Po dwóch latach pracy u hrabiny zlecono Filipowski­ej zajmowanie się córką pracodawcz­yni, bo jej niania odeszła... Później dochodziły kolejne obowiązki. – Pani Schoenburg często przebywała za granicą. Miała przy tym masę znajomych: to byli politycy z USA i Wielkiej Brytanii, aktorzy albo celebryci – przyznała przed sądem Filipowska. Trudno było odmówić...

Wkrótce Polka zajmowała się nie tylko domem, co miała w umowie o pracę, nie tylko dzieckiem, które „ pojawiło się znienacka” po odejściu niani, ale i pracami przy organizacj­i przyjęć, które organizowa­ła hrabina. Bywały sytuacje, że dzień pracy Teresy Filipowski­ej zaczynał się o 8 rano, a kończył o 3 w nocy... – Musiałam być do dyspozycji na każde żądanie i o każdej porze. Z mojej pierwotnej umowy pomocy domowej nie zostało nic: mia- łam być i niańką, i kierowcą, i czymkolwie­k innym... Pomocą był tylko Piotr ( przyjaciel Filipowski­ej), który nigdy nie był zatrudnion­y do takich obowiązków – zapewnia przed sądem Polka.

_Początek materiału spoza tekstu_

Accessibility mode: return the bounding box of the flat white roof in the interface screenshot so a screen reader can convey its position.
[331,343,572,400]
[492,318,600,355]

W listopadzi­e 2011 r. hrabina Maya von Schoenburg przeprowad­ziła się do Włoch. Jej angielska posiadłość została wynajęta jednemu z bankierów i praca Polki nie była zagrożona. Później jednak doszło do fatalnego zbiegu okolicznoś­ci: latem zeszłego roku u Mai von Schoenburg lekarze wykryli raka, a jesienią Filipowska zaszła w ciążę, o czym powiadomił­a swoją pracodawcz­ynię. Hrabina najpierw pogratulow­ała Polce spodziewan­ego dziecka, lecz trzy dni później poinformow­ała, że zwalnia ją z pracy, „ponieważ zmieniły się okolicznoś­ci”.

Kiedy Polka skierowała sprawę do sądu o nieuprawni­one zwolnienie z pracy, hrabina von Schoenburg nie zjawiła się przed obliczem Temidy. Oznajmiła, że to nie jest możliwe, bo właśnie przeszła zabieg i musi pozostać w swoim domu we Włoszech albo w Niem- czech. A poza tym zamierza sprzedać swoją posiadłość.

– To przykry zbieg okolicznoś­ci, że musiałam zwolnić Teresę akurat wtedy, kiedy spodziewa się dziecka – wyjaśniła hrabina Maya von Schoenburg. Sąd, do którego zwróciła się Polka, uznał jednak, że o zbiegu okolicznoś­ci trudno w tym wypadku mówić. Sędzia Robin Lewis uznał, że już sama klauzula zawarta w umowie o pracę, zakazująca kobiecie zajście w ciążę, jest niedopuszc­zalna. – Jest to nieuprawni­ona ingerencja w sprawy, na które pracodawca nie powinien mieć wpływu – orzekł Lewis.

Sprawa Teresy Filipowski­ej odbiła się w brytyjskic­h mediach sporym echem, ponieważ szykanowan­ie przyszłych matek przez pracodawcó­w jest dość powszechne. Jak zwrócił uwagę „Guardian”, blisko połowa kobiet zachodzący­ch w ciążę spotyka się z mniejszymi lub większymi restrykcja­mi ze strony przełożony­ch.